Söz konusu 67. Madde (Değişik: 18/2/1965 - 538/37 md.), “(Değişik birinci fıkra: 17/7/2003-4949/15 md.) Takip talebine itiraz edilen alacaklı, itirazın tebliği tarihinden itibaren bir sene içinde mahkemeye başvurarak, genel hükümler dairesinde alacağının varlığını ispat suretiyle itirazın iptalini dava edebilir.

(Değişik: 9/11/1988 - 3494/1 md.) Bu davada borçlunun itirazının haksızlığına karar verilirse borçlu; takibinde haksız ve kötü niyetli görülürse alacaklı; diğer tarafın talebi üzerine iki tarafın durumuna, davanın ve hükmolunan şeyin tahammülüne göre, red veya hükmolunan meblağın yüzde kırkından aşağı olmamak üzere, uygun bir tazminatla mahkum edilir.

İtiraz eden veli, vasi veya mirasçı ise, borçlu hakkında tazminat hükmolunması kötü niyetin sübutuna bağlıdır.

Birinci fıkrada yazılı itirazın iptali süresini geçiren alacaklının umumi hükümler dairesinde alacağını dava etmek hakkı saklıdır.

(Ek fıkra:2/7/2012-6352/11 md.) Bu Kanunda öngörülen icra inkar tazminatı, kötü niyet tazminatı ve benzeri tazminatların tespitinde, takip talebi veya davadaki talep esas alınır.” hükümlerini taşımaktadır.
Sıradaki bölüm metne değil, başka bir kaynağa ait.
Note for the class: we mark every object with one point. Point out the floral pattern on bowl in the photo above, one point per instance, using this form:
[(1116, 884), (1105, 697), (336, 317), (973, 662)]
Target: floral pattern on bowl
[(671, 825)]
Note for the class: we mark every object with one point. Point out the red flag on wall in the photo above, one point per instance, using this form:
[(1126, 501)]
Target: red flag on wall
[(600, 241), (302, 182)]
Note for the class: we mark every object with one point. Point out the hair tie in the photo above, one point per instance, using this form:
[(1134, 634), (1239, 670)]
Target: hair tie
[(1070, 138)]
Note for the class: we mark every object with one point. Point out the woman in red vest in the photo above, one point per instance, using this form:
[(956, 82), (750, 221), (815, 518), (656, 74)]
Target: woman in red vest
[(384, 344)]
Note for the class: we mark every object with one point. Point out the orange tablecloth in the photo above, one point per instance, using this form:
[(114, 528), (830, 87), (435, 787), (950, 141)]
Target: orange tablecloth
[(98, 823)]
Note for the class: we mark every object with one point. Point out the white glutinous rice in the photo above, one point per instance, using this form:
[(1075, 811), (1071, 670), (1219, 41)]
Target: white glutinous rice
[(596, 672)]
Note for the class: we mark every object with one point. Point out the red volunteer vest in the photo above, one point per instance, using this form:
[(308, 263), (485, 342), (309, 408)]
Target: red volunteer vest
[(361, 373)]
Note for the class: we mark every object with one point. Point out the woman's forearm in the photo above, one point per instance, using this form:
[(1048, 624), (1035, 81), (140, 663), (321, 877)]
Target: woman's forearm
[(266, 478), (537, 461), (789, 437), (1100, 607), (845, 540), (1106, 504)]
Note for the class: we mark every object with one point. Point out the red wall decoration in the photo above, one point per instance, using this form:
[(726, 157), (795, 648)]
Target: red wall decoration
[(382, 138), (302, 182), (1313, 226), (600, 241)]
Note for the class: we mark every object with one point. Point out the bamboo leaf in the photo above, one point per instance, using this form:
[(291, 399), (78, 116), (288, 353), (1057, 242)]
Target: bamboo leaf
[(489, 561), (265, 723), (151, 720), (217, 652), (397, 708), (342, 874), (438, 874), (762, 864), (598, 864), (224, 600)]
Anılan Yasanın değişik 1. maddesinin birinci fıkrasında, “Her asliye mahkemesinin yargı çevresinde yeteri kadar icra dairesi bulunur” denilmekte olup, yukarıda hükmü yazılı 67. maddede sözü edilen “mahkeme” ile, icra dairesinin bulunduğu yargı çevresi bakımından bağlı olduğu asliye mahkemesinin anlaşılması ve takip hukukuna özgü bulunan itirazın iptali davasının asliye mahkemesinde görülmesi gerektiği açıktır.

Öte yandan, 2577 sayılı İdari Yargılama Usulü Kanunu’nun “İdari Dava Türleri ve İdari Yargı Yetkisinin Sınırı” başlıklı 2. maddesinde, idari dava türleri: a)İdari işlemler hakkında yetki, şekil, sebep, konu ve maksat yönlerinden biri ile hukuka aykırı olduklarından dolayı iptalleri için menfaatleri ihlal edilenler tarafından açılan iptal davaları, b)İdari eylem ve işlemlerden dolayı kişisel hakları doğrudan muhtel olanlar tarafından açılan tam yargı davaları, c)Tahkim yolu öngörülen imtiyaz şartlaşma ve sözleşmelerinden doğan uyuşmazlıklar hariç, kamu hizmetlerinden birinin yürütülmesi için yapılan her türlü idari sözleşmelerden dolayı taraflar arasında çıkan uyuşmazlıklara ilişkin davalar olarak sayılmıştır.

Bu duruma göre, İcra ve İflas Kanunu’nun değişik 67. maddesine göre açılan itirazın iptali davasının görüm ve çözümünde adli yargı yerinin görevli olduğu sonucuna varılmıştır.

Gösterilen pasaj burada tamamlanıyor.